The calculation of standardised scores involves several steps. For each of our assessments we have created a reference group comprising thousands of participants. For each of these groups, we compute the mean and standard deviation. Next, we use these values to construct a normal distribution curve. By comparing an individual’s raw score to this distribution, we determine how many standard deviations their score deviates from the mean. This comparison yields the individual’s position within the normal distribution, which is their standardised score.
For example, let’s consider a reference group with a mean of 5 and a standard deviation of 2. If an individual obtains a raw score of 7, we calculate their deviation from the mean using the formula (raw score – mean) / sd. Substituting the values, we get (7 – 5) / 2 = 1. This indicates that the person is 1 standard deviation removed from the mean.
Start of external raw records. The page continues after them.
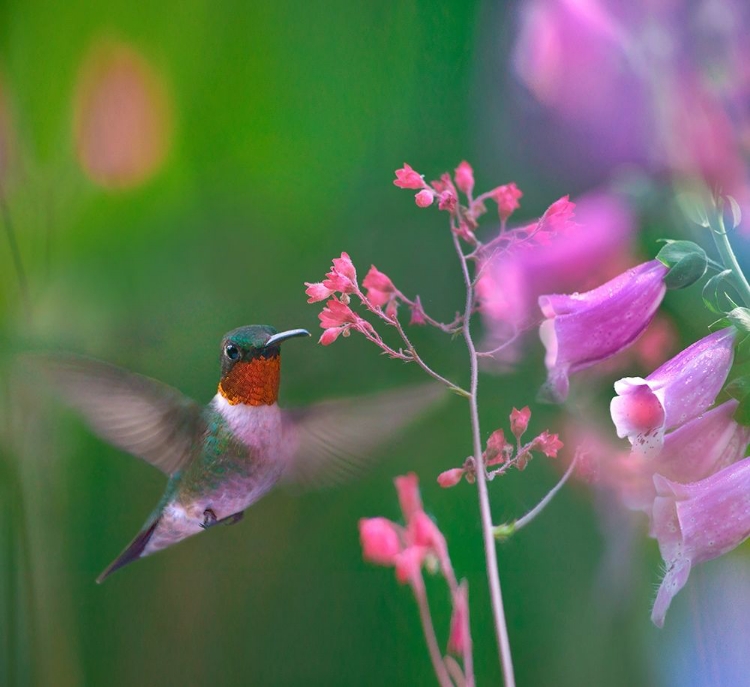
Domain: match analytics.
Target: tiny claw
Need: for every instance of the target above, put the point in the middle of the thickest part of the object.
(233, 519)
(209, 519)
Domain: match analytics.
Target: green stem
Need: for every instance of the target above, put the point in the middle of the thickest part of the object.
(721, 239)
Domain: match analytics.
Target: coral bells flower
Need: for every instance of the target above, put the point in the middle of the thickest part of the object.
(337, 318)
(406, 177)
(697, 522)
(583, 329)
(424, 198)
(380, 540)
(506, 197)
(464, 177)
(380, 289)
(679, 390)
(519, 421)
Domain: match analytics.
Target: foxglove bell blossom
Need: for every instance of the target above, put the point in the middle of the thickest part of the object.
(583, 329)
(697, 522)
(678, 391)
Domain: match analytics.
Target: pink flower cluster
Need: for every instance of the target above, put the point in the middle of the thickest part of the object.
(503, 454)
(412, 548)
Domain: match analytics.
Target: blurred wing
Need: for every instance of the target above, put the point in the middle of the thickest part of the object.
(137, 414)
(331, 441)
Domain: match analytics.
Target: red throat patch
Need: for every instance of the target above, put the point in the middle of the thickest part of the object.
(254, 383)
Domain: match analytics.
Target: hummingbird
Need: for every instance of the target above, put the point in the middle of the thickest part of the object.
(221, 458)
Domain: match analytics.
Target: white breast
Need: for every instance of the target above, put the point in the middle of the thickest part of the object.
(258, 427)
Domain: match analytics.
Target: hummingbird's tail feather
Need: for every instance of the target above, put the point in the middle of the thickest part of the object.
(133, 551)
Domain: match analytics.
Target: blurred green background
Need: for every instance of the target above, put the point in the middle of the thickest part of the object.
(281, 126)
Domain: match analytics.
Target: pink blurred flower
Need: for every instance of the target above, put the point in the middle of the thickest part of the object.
(697, 522)
(450, 478)
(591, 251)
(380, 289)
(679, 390)
(465, 178)
(424, 198)
(406, 177)
(506, 197)
(519, 421)
(583, 329)
(380, 540)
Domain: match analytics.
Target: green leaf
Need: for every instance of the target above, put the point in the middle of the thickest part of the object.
(740, 318)
(686, 270)
(714, 293)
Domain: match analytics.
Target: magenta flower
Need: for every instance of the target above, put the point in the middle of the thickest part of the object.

In a normal distribution, this deviation corresponds to a standardised score of 84.
Psychometric tests, like the AEM-Cube, typically use standardised scores. This is because standardised scores provide a common metric for interpreting individual outcomes, enabling practitioners to assess an individual’s contribution and perspective relative to a baseline. This facilitates more accurate and reliable evaluations.
Suppose, for instance, that a group of students completes a French test, and they all score around 95%. Does this mean that everybody in that group speaks nearly perfect French or was the test too easy? The answer lies in comparing the raw scores of this group to that of a reference population, and thereby gaining a much better understanding of the implications behind these outcomes.
The use of standardised scores has the effect that even individuals with relatively neutral responses might still end up with seemingly extreme standardised scores.
For instance, suppose the reference population has a mean exploration score of 65 and a standard deviation of 10 on a scale from 1 to 100. In this case, a person with a score of 60, while closer to the explorative end in absolute terms, is actually less explorative than the average person. Standardised scores reflect this nuance.
See the image below for an illustration of this concept.
In other words: Are people really more explorative, or do they answer as if they are because these positions can be considered more attractive? Whilst social desirability does introduce a bias to a certain degree – as is common for psychometric tests, after all nobody is entirely objective – this bias is partly corrected by using standardised scores. This is because, in the event of a bias, the average of the reference population will also be influenced. Therefore, by comparing the individual to the reference population, the impact of potential social desirability bias on the standardised score will be mitigated. Furthermore, statistical testing has validated the reliability of the assessments in measuring the intended constructs. For a detailed description on the statistical validation of our assessments, please refer to the scientific research published on our website: https://human-insight.com/scientific-research/
The normal distribution curve (see image below), also known as the bell curve because of its shape, serves as a visual representation of a prevalent phenomenon observed
in various aspects of the world. It’s called “normal” because lots of things in nature, such as human heights, follow this distinct pattern. Namely, this curve illustrates how data tends to cluster around a central value, or mean.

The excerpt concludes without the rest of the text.